Not surprisingly, Lucidity is a very environmentally conscious event: Trash management is strict and thorough, there’s a contest whose winner has the eco-friendliest campsite, and an oft-repeated motto: "Leave it better.”
Over the past few years, Lucidity has expanded to such a degree that it now includes seven themed areas (attendees call them “villages”), all of which have their own area in the campground, not to mention their own discrete Facebook communities.

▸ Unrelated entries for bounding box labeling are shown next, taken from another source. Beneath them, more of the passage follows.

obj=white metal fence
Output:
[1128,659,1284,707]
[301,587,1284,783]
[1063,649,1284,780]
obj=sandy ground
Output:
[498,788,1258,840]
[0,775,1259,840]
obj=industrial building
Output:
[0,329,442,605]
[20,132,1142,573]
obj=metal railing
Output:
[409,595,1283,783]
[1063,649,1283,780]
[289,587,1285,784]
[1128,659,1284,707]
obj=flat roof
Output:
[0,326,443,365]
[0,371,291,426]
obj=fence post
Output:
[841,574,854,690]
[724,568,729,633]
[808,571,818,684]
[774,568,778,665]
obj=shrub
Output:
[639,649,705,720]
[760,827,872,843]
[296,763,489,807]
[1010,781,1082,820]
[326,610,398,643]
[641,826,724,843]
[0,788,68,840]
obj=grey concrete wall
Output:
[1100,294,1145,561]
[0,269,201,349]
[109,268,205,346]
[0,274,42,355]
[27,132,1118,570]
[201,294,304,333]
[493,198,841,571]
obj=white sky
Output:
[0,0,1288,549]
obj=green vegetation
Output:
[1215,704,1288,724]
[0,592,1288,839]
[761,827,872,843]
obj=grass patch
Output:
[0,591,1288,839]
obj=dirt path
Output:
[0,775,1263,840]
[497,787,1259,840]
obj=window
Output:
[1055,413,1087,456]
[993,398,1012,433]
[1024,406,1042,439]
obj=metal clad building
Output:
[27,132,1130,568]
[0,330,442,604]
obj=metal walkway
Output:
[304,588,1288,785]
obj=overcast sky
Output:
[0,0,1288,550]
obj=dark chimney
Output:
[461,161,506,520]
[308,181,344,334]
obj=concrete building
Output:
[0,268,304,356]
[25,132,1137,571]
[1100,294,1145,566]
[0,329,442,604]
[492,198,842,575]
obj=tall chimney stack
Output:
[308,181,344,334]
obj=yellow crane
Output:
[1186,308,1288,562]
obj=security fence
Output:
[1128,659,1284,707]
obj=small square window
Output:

In “Warrior’s Way” activities, including classes, center around energy and nature awareness, the martial arts, and drum and dance circles. “Nomad’s Nook” offers midnight-to-midnight electronic music, plus travel-themed and self-reliance workshops. Those who hang out in “Lovers Nest,” in their own words, “welcome you to heart-centered music and wisdom, ritual of song, tea and elixirs.” “Healing Sanctuary” is where to go for, quite literally, space to heal, while “Trickster’s Playground” has an adult jungle gym and “Goddess Grove” celebrates the divine feminine, mainly through dance.
Bring the Kids
The seventh “village” at Lucidity is called “Family Garden,” proving that though an initial description of Lucidity might not sound kid-friendly, it actually is. Take your little ones here for safe play spaces, arts and crafts, children’s music, dance, food, and unique workshops all doing a pretty good job of catering to the very young. It’s a perfect venue for a first festival experience, and it’s also here in the Family Garden that the grand finale parade happens on Sunday, providing festive and meaningful closure to the weekend’s myriad events.